Carlos Bonfil
Fotograma de la cinta del realizador sueco Roy Andersson
Una paloma reflexiona…
y observa. Contempla, desde la rama de árbol en el museo de ciencias
naturales donde permanece disecada, los extraños comportamientos de
personajes sombríos, extremadamente pálidos, que parecen haberle tomando
la delantera a la muerte.

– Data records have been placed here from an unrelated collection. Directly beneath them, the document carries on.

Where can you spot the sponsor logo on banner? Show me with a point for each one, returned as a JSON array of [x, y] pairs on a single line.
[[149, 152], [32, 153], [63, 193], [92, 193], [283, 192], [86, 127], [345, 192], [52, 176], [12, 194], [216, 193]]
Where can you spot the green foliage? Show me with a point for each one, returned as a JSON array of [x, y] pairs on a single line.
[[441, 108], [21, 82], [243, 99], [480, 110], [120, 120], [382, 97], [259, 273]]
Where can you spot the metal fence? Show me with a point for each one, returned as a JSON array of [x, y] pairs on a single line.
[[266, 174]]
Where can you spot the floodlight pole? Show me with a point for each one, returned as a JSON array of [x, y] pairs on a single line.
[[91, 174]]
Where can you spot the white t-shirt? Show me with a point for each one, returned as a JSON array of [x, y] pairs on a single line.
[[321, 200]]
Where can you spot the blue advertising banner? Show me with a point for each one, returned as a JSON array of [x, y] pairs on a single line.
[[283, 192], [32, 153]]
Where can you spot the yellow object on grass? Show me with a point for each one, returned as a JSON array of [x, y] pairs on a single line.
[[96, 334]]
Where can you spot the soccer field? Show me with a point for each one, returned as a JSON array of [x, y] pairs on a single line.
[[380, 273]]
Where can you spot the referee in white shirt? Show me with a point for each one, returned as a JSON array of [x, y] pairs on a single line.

Sigue observándolos, ahora sin ser vista,
todavía inmóviles e inexpresivos, en una parada de autobuses, al
finalizar la película.
Esa paloma es la cámara, casi siempre estática, en esa reunión de 30 viñetas que es Una paloma reflexiona sobre la existencia desde la rama de un árbol (2014), segmento final de la llamada Trilogía de una vida, del cineasta sueco Roy Andersson (Canciones del segundo piso, 2000, y Tú que estás vivo, 2007).
De modo más radical aún que en sus cintas anteriores, el también
realizador de corrosivos cortos publicitarios (el mejor del mundo, según
afirmaba su compatriota Ingmar Bergman), el punto de vista sobre la
sociedad nórdica es, en Una paloma reflexiona…, irónico y
tajante. Sus equivalentes en un manejo semejante de la comedia del
absurdo podrían ser el holandés Alex van Warmerdam (Borgman, 2013) o el austriaco Ulrich Seidl (Import/Export,
2007). Y es que la mirada crítica es aquí desencantada, en ocasiones
feroz. Sus primeras tres viñetas, de concisión ejemplar, muestran tres
desenlaces fúnebres en tono de humor negro, un paso más allá de lo que
presentan los inicios de cada capítulo en la estupenda serie televisiva Six Feet Under (Alan Ball, 2001-2005).
Sigue, a la manera de hilo conductor del relato fragmentado, la triste saga de Sam y Jonathan, dos vendedores de gadgets
para divertir (colmillos extralargos de vampiro, una caja de risa y una
grotesca máscara de hule). Los vendedores, metódicos y parcos al
presentar la mercancía, son la antítesis perfecta del objetivo de su
venta: son a la vez grises y deprimentes; uno, siempre al borde del
llanto; el otro, invariablemente indolente y cansado.
La vitalidad no impera precisamente en este reino nórdico
donde la gente se reúne durante largas décadas en el mismo bar, para
matar el tiempo o para que éste acabe pronto con ellas. Tampoco queda
mucha vida en hospitales que son prolongación de los albergues para
inmigrantes y gente pobre, y donde Sam y Jonathan, los flaubertianos
Bouvard y Pecuchet del comercio ambulante, rumian su miseria moral y
atisban algo de la fraternidad que les permitirá seguir adelante. Un
episodio genial traslada la trama al siglo XVIII, con un rey, Carlos
XII, que parte desafiante a una guerra imperial contra los rusos, sólo
para regresar escarmentado y vencido en una aventura patriotera que
tanta semejanza guarda con las actuales cruzadas militaristas.
Otra viñeta sulfurosa muestra una elaborada tortura colonial de
esclavos negros para deleite musical de una rancia burguesía europea.
Así, una paloma observa, en efecto, los despropósitos reiterados de una
humanidad petulante y satisfecha.
No todas las viñetas son afortunadas; algunas incurren incluso en una
reiteración fatigosa. Roy Andersson sigue siendo, sin embargo, el
cronista social más vital e inclasificable del cine nórdico. Su nuevo
proyecto, llevar a la pantalla el clásico del vitriólico novelista
Louis-Ferdinand Céline, Viaje al fin de la noche (1932), es muestra elocuente de cómo este maestro septuagenario puede y suele ser original y temerario.
Se exhibe en la sala 1 de la Cineteca Nacional a las 15 horas.